When Daniel Craig said Quantum of Solace began shooting without a script, and the director wanted to quit
Daniel Craig’s second James Bond film, Quantum of Solace, had a rocky road to production. Here’s what went down behind-the-scenes.
Quantum of Solace may be a sour patch on Daniel Craig’s run as James Bond, and with good reason. The film was made with ‘the bare bones of a script’, and the director, Marc Forster, almost quit.

In a 2011 interview to Time Out, Craig said, “On Quantum, we were f**ked. We had the bare bones of a script – then there was the writers’ strike and there was nothing we could do.” He explained further, “We couldn’t employ a writer to finish it. There was me trying to rewrite scenes – and a writer I am not. Me and Marc Forster were the ones allowed to do it. The rules were that you couldn’t employ anyone as a writer, but the actor and director could work on scenes together. We were stuffed. We got away with it, but only just.”
Forster offered up his own account of the events in a 2016 interview to Collider. He said, “It was tricky because we didn’t have a finished script… Ultimately at that time I wanted to pull out. Ron Howard pulled out of Angels & Demons which Sony was about to do and they sort of shut down, and at the time I thought, ‘Okay maybe I should pull out’ because we didn’t have a finished script. But everybody said, ‘No we need to make a movie, the strike will be over shortly so you can start shooting what we have and then we’ll finish everything else.’ I said ‘Yeah but the time crunch’…”
He continued, “So ultimately I said ‘Okay’. The idea was to make a follow-up to Casino Royale and ultimately I felt like, ‘Okay worst case scenario the strike goes on, I’ll just make it sort of like a 70s revenge movie; very action driven, lots of cuts to hide that there’s a lot of action and a little less story. To disguise it.’”
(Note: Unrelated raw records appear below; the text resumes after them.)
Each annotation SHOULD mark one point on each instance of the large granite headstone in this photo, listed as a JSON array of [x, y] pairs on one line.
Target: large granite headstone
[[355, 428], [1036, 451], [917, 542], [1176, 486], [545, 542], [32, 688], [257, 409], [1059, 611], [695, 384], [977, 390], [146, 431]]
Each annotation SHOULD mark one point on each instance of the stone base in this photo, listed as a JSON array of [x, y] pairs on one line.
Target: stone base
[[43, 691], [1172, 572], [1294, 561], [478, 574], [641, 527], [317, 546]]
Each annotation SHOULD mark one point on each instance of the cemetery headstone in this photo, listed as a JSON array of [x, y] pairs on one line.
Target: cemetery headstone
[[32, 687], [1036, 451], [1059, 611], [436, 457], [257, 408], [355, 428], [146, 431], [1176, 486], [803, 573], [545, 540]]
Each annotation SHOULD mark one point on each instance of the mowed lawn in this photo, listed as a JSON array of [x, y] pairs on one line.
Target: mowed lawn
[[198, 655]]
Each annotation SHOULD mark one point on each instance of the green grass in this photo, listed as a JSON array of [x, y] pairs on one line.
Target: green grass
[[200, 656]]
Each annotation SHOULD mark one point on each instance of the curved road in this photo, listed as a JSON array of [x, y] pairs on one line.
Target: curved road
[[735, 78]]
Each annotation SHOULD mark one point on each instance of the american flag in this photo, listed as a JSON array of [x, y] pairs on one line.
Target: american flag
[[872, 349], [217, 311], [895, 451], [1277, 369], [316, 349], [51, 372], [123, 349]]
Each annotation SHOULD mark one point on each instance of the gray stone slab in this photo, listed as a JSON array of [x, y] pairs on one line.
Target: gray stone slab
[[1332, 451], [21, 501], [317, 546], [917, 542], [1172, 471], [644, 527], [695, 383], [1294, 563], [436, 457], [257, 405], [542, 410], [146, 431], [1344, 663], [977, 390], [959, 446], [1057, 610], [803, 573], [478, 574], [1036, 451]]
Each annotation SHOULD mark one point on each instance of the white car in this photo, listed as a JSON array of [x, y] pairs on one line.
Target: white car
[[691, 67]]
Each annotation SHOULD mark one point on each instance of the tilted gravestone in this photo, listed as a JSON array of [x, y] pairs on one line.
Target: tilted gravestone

Quantum of Solace is the direct sequel to Casino Royale, which launched Craig as the iconic British spy. Forster said that the pressure to replicate the success of Casino Royale was on. He said, “It was pretty crazy because you’re under incredible pressure, especially doing a Bond film, and especially doing the follow-up Bond film to Casino Royale which is the best book Ian Fleming ever wrote, I feel, and was the best Bond movie in a long time... Then ultimately you have a follow-up with an incomplete script based on no book and you have to deliver. At the same time, we only had five or six weeks to cut the movie once we finished principal photography. You have six weeks to edit before the movie actually then goes into sound and comes out.”
While not quite the critical and commercial success that Casino Royale was, Quantum of Solace ended up making almost $600 million worldwide. Craig returned for two more films -- Skyfall and Spectre -- and will conclude his run as Agent 007 with this year’s No Time to Die.